A marca Belmiro que os canalhas não matarão


No momento em que escrevo, meio país já disse e escreveu o que pensa sobre Belmiro de Azevedo. Controverso para muitos, visionário para outros. Eu acho que foi ambos.

Estive com ele duas vezes, na condição de jornalista. Em 14 anos de profissão não encontro momento nenhum em que lhe tivesse faltado a educação e a delicadeza no trato.

Mas há outros lados, tantas e tantas vezes, confundidos com insensibilidade. O facto de ter às costas um império empresarial construído com o seu suor, deu-lhe margem para ser direto, frontal, firme nas escolhas e sem papas na língua. Compreendo-o, apesar de muitas vezes ter discordado dele. O suor confere-nos direitos universais de individualidade, de retidão, de propriedade.

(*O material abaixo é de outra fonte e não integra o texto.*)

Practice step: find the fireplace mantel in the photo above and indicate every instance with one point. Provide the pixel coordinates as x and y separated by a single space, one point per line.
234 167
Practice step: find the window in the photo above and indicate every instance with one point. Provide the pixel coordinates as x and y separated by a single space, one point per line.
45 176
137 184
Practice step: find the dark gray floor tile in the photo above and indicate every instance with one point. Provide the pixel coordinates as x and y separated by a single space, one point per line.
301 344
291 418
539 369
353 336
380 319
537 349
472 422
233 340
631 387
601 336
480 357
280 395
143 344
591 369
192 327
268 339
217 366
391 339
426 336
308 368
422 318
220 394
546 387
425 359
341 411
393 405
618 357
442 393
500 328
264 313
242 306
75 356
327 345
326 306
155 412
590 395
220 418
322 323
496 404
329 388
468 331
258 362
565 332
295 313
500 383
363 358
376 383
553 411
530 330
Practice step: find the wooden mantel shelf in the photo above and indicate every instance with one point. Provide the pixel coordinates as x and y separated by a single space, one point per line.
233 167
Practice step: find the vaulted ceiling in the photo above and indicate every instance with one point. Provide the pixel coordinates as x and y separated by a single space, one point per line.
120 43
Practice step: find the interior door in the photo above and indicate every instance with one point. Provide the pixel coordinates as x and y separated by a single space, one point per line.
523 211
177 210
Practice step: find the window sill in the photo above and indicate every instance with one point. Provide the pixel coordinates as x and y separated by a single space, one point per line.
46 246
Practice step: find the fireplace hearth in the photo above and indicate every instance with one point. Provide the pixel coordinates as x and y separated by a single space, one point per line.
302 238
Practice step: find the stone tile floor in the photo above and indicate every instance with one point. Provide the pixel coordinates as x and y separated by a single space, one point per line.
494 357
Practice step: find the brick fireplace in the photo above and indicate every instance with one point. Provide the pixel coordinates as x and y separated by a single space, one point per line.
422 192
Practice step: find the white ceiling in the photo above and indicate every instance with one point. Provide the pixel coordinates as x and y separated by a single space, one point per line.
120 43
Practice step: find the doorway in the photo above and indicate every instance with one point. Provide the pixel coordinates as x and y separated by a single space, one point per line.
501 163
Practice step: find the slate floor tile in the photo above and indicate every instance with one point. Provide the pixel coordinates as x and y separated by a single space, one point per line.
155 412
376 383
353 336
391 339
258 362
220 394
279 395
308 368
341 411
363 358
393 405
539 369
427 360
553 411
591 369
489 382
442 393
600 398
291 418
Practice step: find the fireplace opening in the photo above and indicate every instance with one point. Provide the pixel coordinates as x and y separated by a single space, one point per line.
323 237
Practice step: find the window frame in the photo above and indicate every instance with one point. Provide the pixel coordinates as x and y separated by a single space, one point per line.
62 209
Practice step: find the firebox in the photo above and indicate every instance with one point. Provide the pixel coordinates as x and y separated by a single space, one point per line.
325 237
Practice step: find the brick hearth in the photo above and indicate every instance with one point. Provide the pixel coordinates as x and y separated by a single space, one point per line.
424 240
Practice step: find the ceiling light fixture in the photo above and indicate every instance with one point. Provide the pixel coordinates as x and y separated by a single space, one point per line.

Somos suor? Então não há poder que nos detenha. Não há medos nem laivos de carneirada. Foi isso que o pai da Sonae sempre fez. Sem temores. Por causa disso também (e não só), ganhou ódios, que nunca o venceram, como assim tem de ser com os homens escorreitos.

A sua riqueza, gerada do tal suor, nascida de si mesmo, dos seus sacrifícios, potenciou sempre invejas na sociedade, que se pretende civil.

O país, que devia ter olhado para ele como exemplo, fez muitas vezes o oposto: viu-o sempre como um capitalista malfeitor, que explorava os mais pobres, que lhes dava migalhas. Essas migalhas foram e são hoje ainda aproveitadas por milhares nas dezenas de empresas que criou. Pessoas que não tiveram outra alternativa melhor, que lhes faltou a oportunidade merecida e que, pese embora algumas ganhem - injustamente - mal, agradecem, sem vergonha, o trabalho que encontraram na Sonae.

E é fácil perceber porquê. Nunca lhes faltou um salário, um subsídio ou outros direitos consagrados na Constituição. Mas mais importante que isso reconhecem a cultura da marca Belmiro.

A marca que valoriza os seus quadros, que não os menoriza, que rejeita a incompetência e a insolência, que fomenta a disciplina e o rigor, em suma, que lhes incute o valor da MERITOCRACIA.

Pontos-chave que distinguem os empresários visionários dos outros.
Discordei dele mais do que convergi. Mas tenho de honrar o pensamento livre que me concede a liberdade.

Belmiro de Azevedo não foi apenas o homem mais rico de Portugal - frase tão pequenina quanto a dimensão mesquinha que ela encerra. Belmiro foi o empresário que provocou uma revolução social neste país, no país pobre e sofredor que ultrapassou abril.
Por tudo isto, e tanto mais, o país deve-lhe muito.

Os canalhas que hoje discordaram do voto de pesar no Parlamento são apenas e só isso mesmo: canalhas. De caráter. Unicamente. Mas legítimos. Legítimos na liberdade. Tal como eu, que provavelmente serei para muitos, uma canalha, em cada linha deste mísero texto a realçar o legado de um empresário - essas osgas tenebrosas, pensam eles.

A ideologia não deixa de a ser quando estamos do lado certo da justiça. Da mesma justiça que merecem os homens que marcam uma Nação.

Belmiro, que morreu hoje aos 79 anos, será sempre, contra a vontade dos canalhas, um homem que construiu este país. Porque ninguém é proprietário de conquistas. Somos todos, sem exceção, contribuidores de abril ou do que lhe quiserem chamar.
Boa viagem, eng.!

Nota: comecei a minha carreira, há 14 anos, no Público. Naqueles 22 anos, acabada de sair da Faculdade, os sonhos eram uma realidade para uma jovem ainda não conspurcada pelas desilusões, da vida e da classe, que haviam de chegar com o tempo. Na rua Viriato, onde o jornal estava na altura, tive a sorte de entrar numa casa de liberdade, sem interferências de quaisquer poderes, incluindo o do patrão. O do patrão Belmiro. Também este foi e é um legado único do homem que respeitou sempre a liberdade de criar, a liberdade do jornalismo, a liberdade de ser.